Comic-Dramen der Großstadt

Der zweite dicke Sammelband mit Geschichten von Will Eisner liegt vor

Von Fabian KettnerRSS-Newsfeed neuer Artikel von Fabian Kettner

Besprochene Bücher / Literaturhinweise

Das vorliegende dicke Buch vereint vier Bände von Will Eisner: „Big City Blues“, „The Building“, „City People Notebook“ und „Unsichtbare Menschen“. „Big City Blues“ und das „City People Notebook“ ähneln einander. Eisner stellt „die wesentlichen Faktoren“ dar, die für ihn „den großstädtischen Lebensraum charakterisieren“: Zeit, Geruch, Rhythmus und Raum. In „Helle Zeit / Dunkle Zeit“ sieht man den Unterschied, den die Tageszeit für die Wahrnehmung einer Straße macht. „Lebenszeit“ zeigt, was im Laufe eines Tages unter einer großen, massiven Uhr passiert, die außen an einer Hauswand angebracht ist.

In „Big City Blues“ geht es mehr um Orte als im „City People Notebook“. In der kleinen Geschichte „Schatz der Avenue C“ steht ein Lüftungsgitter im Mittelpunkt. Auf Einseitern wird erzählt, wie es dazu kam, dass sich im Laufe der Zeit verschiedene Alltagsdinge in dem Schacht unter diesem Gitter ansammelten. Diese erste Geschichte enthält bereits alles, was für Eisners Erzählungen typisch ist: kleine und große Dramen des Alltags, in denen es um Ungeschicklichkeit, Dummheit, Berechnung, Liebe, Leidenschaften, Gier, Affekte, Betrug, Selbstbetrug, Gleichgültigkeit, Rücksichtslosigkeit und Verbrechen geht. Sie bilden den großen Lebensstrom, der durch die Rinnen jagt, den die Menschen sich mit der Großstadt als zweite Natur schufen.

Eisner zeigt immer wieder, wie sich an Mikro-Orten einer Stadt Geschichte unbemerkt sedimentiert. Was sich dort absetzt, das ist weder große Historie, noch handelt es sich um wirkliche Schätze. Diese Geschichte gibt es aber, und sie wird dann von Menschen wie Eisner sichtbar gemacht. Im „Schatz der Avenue C“ sind es zwei Jungen, die ihren Tag damit verbringen, mit einfachen Hilfsgeräten die hinabgefallenen Gegenstände hervorzuholen. Aber sie holen nicht nur die aufgestaute Geschichte ans Tageslicht – die Geschichte geht auch über sie hinweg und durch sie hindurch: Während sie zunächst verbal und dann handgreiflich darum streiten, wem welcher Anteil an der Beute zusteht, fällt ein Teil von ihr wieder hinab.

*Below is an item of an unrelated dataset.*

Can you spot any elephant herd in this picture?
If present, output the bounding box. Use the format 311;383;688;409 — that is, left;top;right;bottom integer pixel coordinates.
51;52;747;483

Eisners Geschichten sind nicht immer auf Sinn und Pointe hin angelegt. Sie sind Skizzen des Großstadtlebens, oft nur wenig überzeichnete Dokumentationen. Als „Schildwache“ werden die legendären roten Hydranten bezeichnet, die in den Armenvierteln die einzige Wasserquelle sind und im Sommer den Kindern eine wilde Dusche ermöglichen. Ähnlich ist es, wenn Eisner in „Straßenmusik“ die Geräuschkulisse der Großstadt verdeutlicht, den ständigen Geräuschpegel von Fortbewegungsmitteln, Bauarbeiten, tragbaren Musikgeräten, Straßenmusikanten – und der lauten Stimmen der Menschen, die sich dagegen durchsetzen müssen.

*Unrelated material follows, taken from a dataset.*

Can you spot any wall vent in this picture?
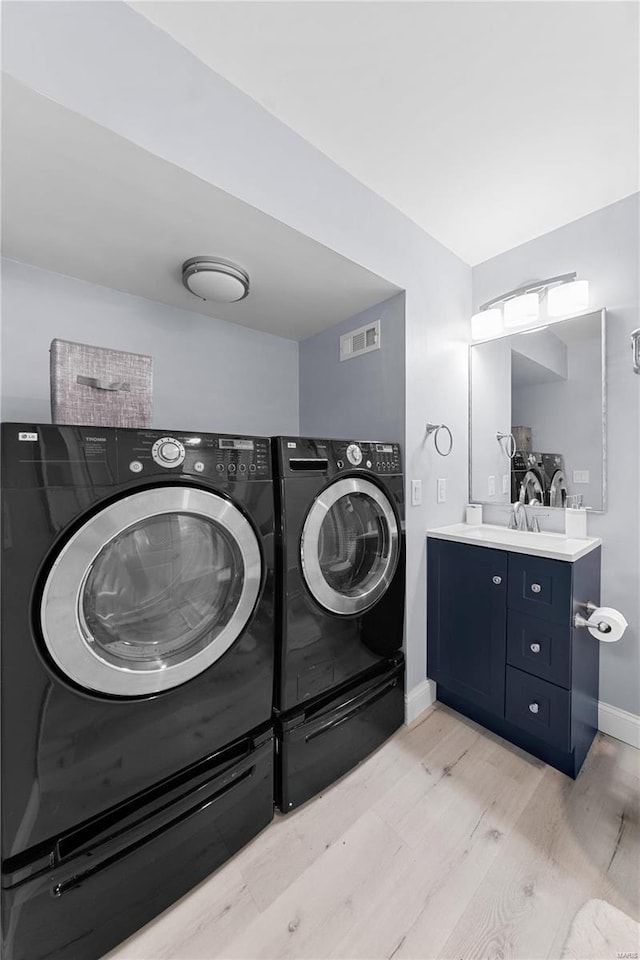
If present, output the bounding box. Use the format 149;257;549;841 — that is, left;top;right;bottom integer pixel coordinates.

In „Müll“ steht ein öffentlicher Müllbehälter im Mittelpunkt. Man sieht, wer im Laufe des Tages vorbeikommt. Die Katze, die nach etwas Essbarem sucht, wird von einer Obdachlosen verjagt, die aus dem Korb Kleidungsstücke herausfischt. Ein Leidensgefährte von ihr findet noch einige Tropfen Alkohol. Der reiche Geschäftsmann angelt mit seinem Regenschirm vorsichtig eine Zeitung heraus, die noch zu gebrauchen ist. Eine achtlos hineingeworfene Zigarette einer vorbeieilenden Frau setzt den Inhalt des Müllbehälters in Brand. An dem Feuer wärmen sich in der Dunkelheit zwei Obdachlose. Als das Feuer ausgebrannt ist, kommt wieder die Katze vom Beginn vorbei und legt sich neben den Haufen Asche, der übrigblieb.

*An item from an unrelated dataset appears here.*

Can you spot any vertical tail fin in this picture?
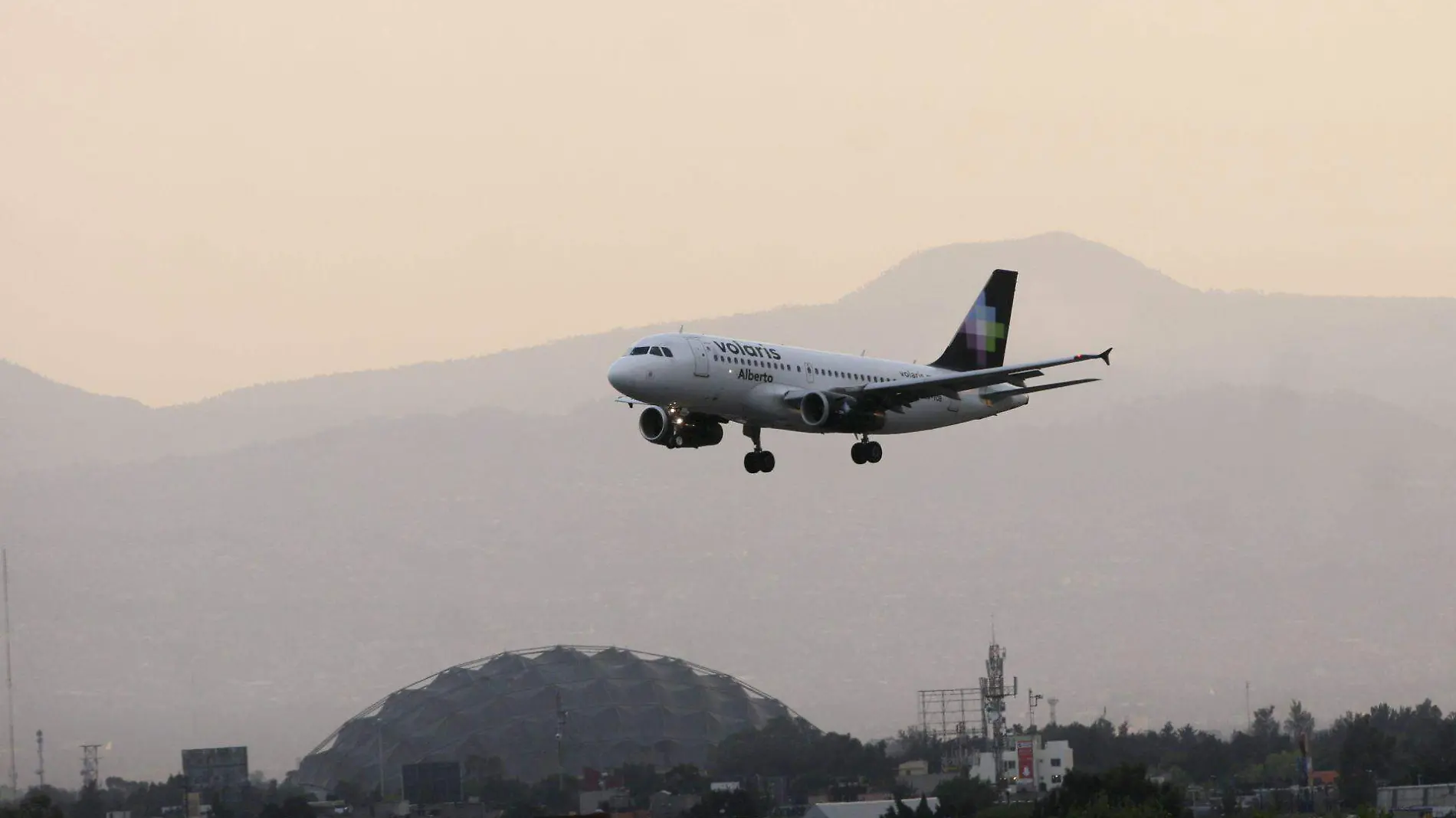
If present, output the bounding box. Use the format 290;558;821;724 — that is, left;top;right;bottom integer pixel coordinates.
930;270;1016;372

Aber natürlich geht es auch um die Menschen, die in der Großstadt leben, um ihre Träume und Wünsche. Das Leben in der Stadt ist hart. Das fängt bei der alltäglichen Fortbewegung an, in der Enge auf dem Trottoir, in der U-Bahn und beim Kampf ums Taxi. Und das harte Leben setzt sich zuhause fort.

Wenn sie nach Verbesserung ihrer Lage streben, dann tauschen die Menschen häufig nur einen Zustand gegen einen anderen ein, der sich dann als gleich erweist: Ein Mann wird aus dem Gefängnis entlassen und zieht in eine Wohnung, die sich als genauso beengt erweist wie seine Zelle vorher. Ein Mann vom Lande träumt von der Großstadt, zieht um, bezieht ein Zimmer – und träumt dann von der Idylle und Großflächigkeit des Landes. Eine Frau lateinamerikanischer Herkunft zieht in ihrem Heimatland alleine ihr Baby groß. Sie wandert in die USA aus, um ihr Leben zu verbessern. Dort lebt sie in einem armen, runtergekommenen Stadtteil, muss ihr Wasser für den alltäglichen Bedarf vom Hydranten unten auf der Straße holen. Im Hintergrund hängen Bilder von ihrer Heimat – auf denen man vor allem wassertragende Frauen sieht.

Ständig geht es um Träume von sozialem Aufstieg – und häufig sind sie mit Erotik verquickt: Ein junger Mann lernt auf einer Party eine junge Frau kennen, ist erfolgreich und bekommt ihre Telefonnummer. Später wundern wir uns, dass er den Zettel mit ihrer Nummer zerreißt. „Zeitverschwendung“, erläutert er dem Betrachter: An der Nummer kann er sehen, dass die Frau aus seinem Viertel kommt und eine Verbindung mit ihr ihm keinen sozialen Aufstieg bringen würde.

Ein Paar hat einen Abend zusammen verbracht und verabschiedet sich voneinander. Sie lässt sich von ihm vor einem feinen Haus absetzen, er entlässt kurz danach seinen Chauffeur und nimmt die U-Bahn. Sie verlässt wenig später das Haus, in das sie vorher zu verschwinden schien und nimmt denselben U-Bahn-Eingang wie der Mann. Beide spielten dem je anderen vor, gesellschaftlich besser gestellt zu sein, als sie es tatsächlich sind, um sich mehr Erfolg beim anderen Geschlecht zu sichern.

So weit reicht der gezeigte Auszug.